En mis anteriores entradas hemos visto como la TV conectada, las redes sociales y el uso de los smartphones está creando unos procesos de comunicación más abiertos y bi-direccionales. Estos procesos no sólo enriquecen la experiencia de los usuarios, sino que también aportan información valiosa a las marcas.
En esta entrada me gustaría mencionar brevemente como los avances tecnológicos de la era digital también están alterando la planificación y, sobre todo, la evaluación de las campañas publicitarias online.
El anunciante en el momento que de lanzar una nueva campaña publicitaria siempre tiene el gran deseo de saber cómo está yendo la campaña, si la aceptación es buena y si se están consiguiendo los KPI’s previamente establecidos. No obstante, hasta hace muy poco este deseo de evaluación instántanea no podía ser satisfecho. En las campañas convencionales se tendía (y se sigue tendiendo) a realizar una evaluación una vez que haya terminado la campaña. El anunciante sólo tiene constancia del verdadero rendimiento de la campaña una vez que ya ha finalizado. Este tipo de evaluación posterior sólo sirve para aprender de los errores del pasado e intentar aplicar lo aprendido en la siguiente campaña.

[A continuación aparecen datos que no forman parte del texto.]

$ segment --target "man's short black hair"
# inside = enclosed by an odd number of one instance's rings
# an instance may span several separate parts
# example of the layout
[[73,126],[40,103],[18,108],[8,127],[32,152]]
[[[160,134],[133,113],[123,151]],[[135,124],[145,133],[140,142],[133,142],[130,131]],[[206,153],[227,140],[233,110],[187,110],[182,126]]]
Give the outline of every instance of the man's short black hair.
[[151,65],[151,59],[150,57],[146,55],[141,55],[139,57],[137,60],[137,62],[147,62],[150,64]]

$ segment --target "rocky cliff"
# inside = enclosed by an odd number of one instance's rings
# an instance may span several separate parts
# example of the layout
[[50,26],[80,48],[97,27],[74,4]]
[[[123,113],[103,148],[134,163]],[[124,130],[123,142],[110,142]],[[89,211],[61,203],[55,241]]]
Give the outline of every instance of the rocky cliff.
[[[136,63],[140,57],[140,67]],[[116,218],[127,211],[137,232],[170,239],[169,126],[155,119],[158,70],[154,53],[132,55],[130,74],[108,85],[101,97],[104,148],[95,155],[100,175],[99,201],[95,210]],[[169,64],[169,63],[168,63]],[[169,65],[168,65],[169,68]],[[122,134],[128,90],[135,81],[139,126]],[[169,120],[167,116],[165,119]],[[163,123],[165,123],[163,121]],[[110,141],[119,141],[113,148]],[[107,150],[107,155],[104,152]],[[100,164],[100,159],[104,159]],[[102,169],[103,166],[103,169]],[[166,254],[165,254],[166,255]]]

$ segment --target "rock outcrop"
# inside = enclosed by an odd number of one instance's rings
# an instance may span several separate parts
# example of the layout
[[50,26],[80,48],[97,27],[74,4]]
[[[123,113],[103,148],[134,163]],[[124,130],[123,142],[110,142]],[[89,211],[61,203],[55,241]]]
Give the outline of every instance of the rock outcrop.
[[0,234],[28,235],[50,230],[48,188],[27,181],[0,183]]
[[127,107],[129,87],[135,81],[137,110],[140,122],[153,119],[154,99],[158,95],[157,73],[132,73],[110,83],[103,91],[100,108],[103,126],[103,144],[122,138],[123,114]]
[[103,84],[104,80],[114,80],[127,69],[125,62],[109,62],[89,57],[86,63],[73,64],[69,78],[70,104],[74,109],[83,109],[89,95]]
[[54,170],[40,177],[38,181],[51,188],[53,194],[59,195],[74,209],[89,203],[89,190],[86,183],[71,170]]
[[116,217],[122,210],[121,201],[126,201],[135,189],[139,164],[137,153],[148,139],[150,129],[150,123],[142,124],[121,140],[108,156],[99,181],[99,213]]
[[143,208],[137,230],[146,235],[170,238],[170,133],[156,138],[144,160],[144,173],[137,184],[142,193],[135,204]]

Con las nuevas herramientas digitales, la demanda de información en tiempo real por fin puede ser satisfecha. De este modo, el anunciante por fin puede realizar un seguimiento al segundo de la campaña y puedo, por tanto, tomar decisiones en tiempo real para mejorar el desarrollo de la campaña. Esto supone un gran avance para la publicidad, porque por primera vez la evaluación puede tener un efecto inmediato sobre la campaña actual.